Bloomberg reports that Biden’s plan would double the capital gains tax rate to 39.6 percent for the wealthy. Coupled with the existing 3.8 percent surtax on investment income that helps fund the Affordable Care Act, wealthy investors could pay as much as 43.4 percent on the profits when they sell stocks.

Who Do The Tax Hikes Affect?

It’s important to note that capital gains taxes are only levied on the shareholder profit, the difference between the value of the stock when purchased and the value of the stock when sold. And assuming the brackets don’t change, this rate would only apply to capital gains over $441,450 for individual filers and $496,600 for joint filers.

Only 55 percent of Americans own any stocks, and the vast majority of those will not realize capital gains anywhere close to those thresholds. Currently, capital gains up to $40,000 are taxed at exactly zero percent, and there’s no indication that Biden wants to raise that rate.

How Much Money Would The New Rules Raise?

The bigger significance of this tax increase, besides raising an estimated  $370 billion over the next decade, is how it would effectively close the carried interest loophole for wealthy investors.

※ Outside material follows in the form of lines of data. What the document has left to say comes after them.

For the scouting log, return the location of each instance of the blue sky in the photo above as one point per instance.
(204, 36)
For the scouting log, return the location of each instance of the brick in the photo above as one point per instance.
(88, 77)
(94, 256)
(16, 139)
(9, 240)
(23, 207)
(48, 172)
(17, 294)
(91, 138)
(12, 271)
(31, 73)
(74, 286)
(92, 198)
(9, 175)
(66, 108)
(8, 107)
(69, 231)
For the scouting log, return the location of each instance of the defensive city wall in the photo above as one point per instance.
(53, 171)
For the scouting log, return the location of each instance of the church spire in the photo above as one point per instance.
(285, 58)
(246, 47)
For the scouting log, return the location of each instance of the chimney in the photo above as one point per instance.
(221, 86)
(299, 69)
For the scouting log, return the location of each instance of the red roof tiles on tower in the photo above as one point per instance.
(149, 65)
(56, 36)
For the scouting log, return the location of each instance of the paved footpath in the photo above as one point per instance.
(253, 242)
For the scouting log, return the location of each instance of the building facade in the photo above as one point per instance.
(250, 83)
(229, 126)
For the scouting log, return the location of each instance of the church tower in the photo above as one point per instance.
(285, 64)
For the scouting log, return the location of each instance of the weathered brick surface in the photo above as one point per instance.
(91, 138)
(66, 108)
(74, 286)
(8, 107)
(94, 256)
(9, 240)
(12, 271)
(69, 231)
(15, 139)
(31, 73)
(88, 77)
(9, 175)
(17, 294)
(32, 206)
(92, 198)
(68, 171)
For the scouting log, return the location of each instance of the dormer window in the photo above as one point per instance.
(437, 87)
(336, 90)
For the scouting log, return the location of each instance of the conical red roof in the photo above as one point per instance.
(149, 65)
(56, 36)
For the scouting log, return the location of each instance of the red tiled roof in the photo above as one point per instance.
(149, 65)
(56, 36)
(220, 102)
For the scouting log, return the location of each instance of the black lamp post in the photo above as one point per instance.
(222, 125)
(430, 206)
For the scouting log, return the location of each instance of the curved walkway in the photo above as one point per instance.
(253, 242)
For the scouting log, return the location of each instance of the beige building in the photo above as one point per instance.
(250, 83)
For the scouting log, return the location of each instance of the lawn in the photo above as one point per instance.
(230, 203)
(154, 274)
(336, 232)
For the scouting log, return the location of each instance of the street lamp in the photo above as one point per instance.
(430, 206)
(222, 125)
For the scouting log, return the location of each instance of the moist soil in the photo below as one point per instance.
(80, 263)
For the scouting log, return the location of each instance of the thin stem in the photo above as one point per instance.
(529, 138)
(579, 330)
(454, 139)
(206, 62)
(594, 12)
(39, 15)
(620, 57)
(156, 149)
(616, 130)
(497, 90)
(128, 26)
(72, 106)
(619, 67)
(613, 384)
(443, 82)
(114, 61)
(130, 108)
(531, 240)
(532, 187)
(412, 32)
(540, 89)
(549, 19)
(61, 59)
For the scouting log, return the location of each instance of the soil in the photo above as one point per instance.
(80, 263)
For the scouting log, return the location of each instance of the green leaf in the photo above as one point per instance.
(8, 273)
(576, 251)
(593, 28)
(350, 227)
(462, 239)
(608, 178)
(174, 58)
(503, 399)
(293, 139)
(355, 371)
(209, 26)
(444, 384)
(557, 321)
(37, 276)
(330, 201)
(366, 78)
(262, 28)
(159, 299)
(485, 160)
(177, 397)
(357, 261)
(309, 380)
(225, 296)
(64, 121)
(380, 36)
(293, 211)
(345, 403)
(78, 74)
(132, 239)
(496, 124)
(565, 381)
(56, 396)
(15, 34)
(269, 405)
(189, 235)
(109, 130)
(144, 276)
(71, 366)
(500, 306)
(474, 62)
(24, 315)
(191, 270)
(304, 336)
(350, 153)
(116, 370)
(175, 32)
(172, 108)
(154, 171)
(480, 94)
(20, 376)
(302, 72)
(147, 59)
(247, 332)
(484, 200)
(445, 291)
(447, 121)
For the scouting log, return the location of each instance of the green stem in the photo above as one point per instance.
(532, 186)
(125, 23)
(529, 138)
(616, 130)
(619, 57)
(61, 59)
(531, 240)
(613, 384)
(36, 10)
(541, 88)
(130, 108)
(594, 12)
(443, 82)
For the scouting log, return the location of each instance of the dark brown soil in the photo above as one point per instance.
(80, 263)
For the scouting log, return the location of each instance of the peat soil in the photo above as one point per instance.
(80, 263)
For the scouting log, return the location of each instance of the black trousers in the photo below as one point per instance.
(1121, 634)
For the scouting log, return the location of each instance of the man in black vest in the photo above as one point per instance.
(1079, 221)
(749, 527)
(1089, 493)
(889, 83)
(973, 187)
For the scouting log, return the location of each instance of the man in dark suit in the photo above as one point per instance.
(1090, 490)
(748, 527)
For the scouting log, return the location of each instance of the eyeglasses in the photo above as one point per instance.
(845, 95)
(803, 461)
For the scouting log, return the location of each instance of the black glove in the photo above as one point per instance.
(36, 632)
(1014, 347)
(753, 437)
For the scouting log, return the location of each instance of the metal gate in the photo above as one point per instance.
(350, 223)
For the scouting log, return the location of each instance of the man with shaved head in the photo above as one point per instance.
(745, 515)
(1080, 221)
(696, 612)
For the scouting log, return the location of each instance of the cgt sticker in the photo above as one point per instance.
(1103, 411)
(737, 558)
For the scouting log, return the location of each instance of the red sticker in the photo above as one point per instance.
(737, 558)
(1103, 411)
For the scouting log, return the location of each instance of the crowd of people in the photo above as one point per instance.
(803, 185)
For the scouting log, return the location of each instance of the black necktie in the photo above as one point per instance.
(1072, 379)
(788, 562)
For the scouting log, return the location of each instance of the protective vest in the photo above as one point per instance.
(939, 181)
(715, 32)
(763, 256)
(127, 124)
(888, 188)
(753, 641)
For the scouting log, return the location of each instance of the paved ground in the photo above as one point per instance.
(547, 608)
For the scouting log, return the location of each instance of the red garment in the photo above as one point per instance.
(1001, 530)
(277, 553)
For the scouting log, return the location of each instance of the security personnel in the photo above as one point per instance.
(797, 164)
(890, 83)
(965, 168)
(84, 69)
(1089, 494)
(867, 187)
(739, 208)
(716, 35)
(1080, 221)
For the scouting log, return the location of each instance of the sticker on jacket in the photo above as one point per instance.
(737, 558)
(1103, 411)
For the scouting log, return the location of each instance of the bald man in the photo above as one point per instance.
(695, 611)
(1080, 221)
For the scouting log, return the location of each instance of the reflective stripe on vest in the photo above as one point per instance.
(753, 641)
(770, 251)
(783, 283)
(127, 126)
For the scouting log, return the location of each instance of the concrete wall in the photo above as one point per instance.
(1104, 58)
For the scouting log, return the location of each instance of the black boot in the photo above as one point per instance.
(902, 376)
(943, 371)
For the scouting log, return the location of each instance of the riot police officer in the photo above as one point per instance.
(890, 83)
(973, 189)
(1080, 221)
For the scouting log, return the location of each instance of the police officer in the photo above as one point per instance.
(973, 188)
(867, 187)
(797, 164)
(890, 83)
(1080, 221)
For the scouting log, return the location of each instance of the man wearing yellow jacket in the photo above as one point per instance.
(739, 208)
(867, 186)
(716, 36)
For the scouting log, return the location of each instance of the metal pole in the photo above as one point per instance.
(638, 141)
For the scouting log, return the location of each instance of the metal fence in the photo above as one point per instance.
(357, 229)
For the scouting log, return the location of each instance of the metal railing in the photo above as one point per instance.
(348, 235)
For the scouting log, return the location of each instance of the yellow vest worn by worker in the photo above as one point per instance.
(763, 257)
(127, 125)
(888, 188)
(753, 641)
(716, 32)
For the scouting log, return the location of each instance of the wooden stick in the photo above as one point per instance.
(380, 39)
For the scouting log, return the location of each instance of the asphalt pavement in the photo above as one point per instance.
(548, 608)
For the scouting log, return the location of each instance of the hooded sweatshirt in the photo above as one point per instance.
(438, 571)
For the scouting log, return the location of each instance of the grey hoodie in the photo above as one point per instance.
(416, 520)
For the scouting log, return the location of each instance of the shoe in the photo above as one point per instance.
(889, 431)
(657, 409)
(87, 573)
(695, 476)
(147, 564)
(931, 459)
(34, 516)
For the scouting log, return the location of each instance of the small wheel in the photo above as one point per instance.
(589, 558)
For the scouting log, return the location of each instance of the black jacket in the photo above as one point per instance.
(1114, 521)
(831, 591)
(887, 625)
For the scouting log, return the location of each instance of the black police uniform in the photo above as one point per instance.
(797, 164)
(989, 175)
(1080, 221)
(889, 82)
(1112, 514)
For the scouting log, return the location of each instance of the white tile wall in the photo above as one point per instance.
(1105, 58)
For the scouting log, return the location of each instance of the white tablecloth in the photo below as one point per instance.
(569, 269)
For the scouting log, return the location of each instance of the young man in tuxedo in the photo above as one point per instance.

Carried interest is “a share of any profits that the general partners of private equity and hedge funds receive as compensation regardless of whether they contribute any initial funds.” Because those profits are made on the stock market, carried interest is treated as a capital gain and not wage income by the tax code. Currently, that means paying a maximum rate of 20 percent instead of the 37 percent maximum rate on income.

This is the carried interest loophole, something that has cost the United States Treasury billions and resulted in rich investors paying a much lower tax rate than lower- and middle-income folks. By bringing the capital gains rate closer in line to the income tax rate, Biden would eliminate the carried interest loophole for fund managers who make more than $1 million.

The tax plan would raise a ton of money for programs like President Biden’s push for federal child care, universal pre-kindergarten, affordable education, and other social programs that will help American families survive and thrive.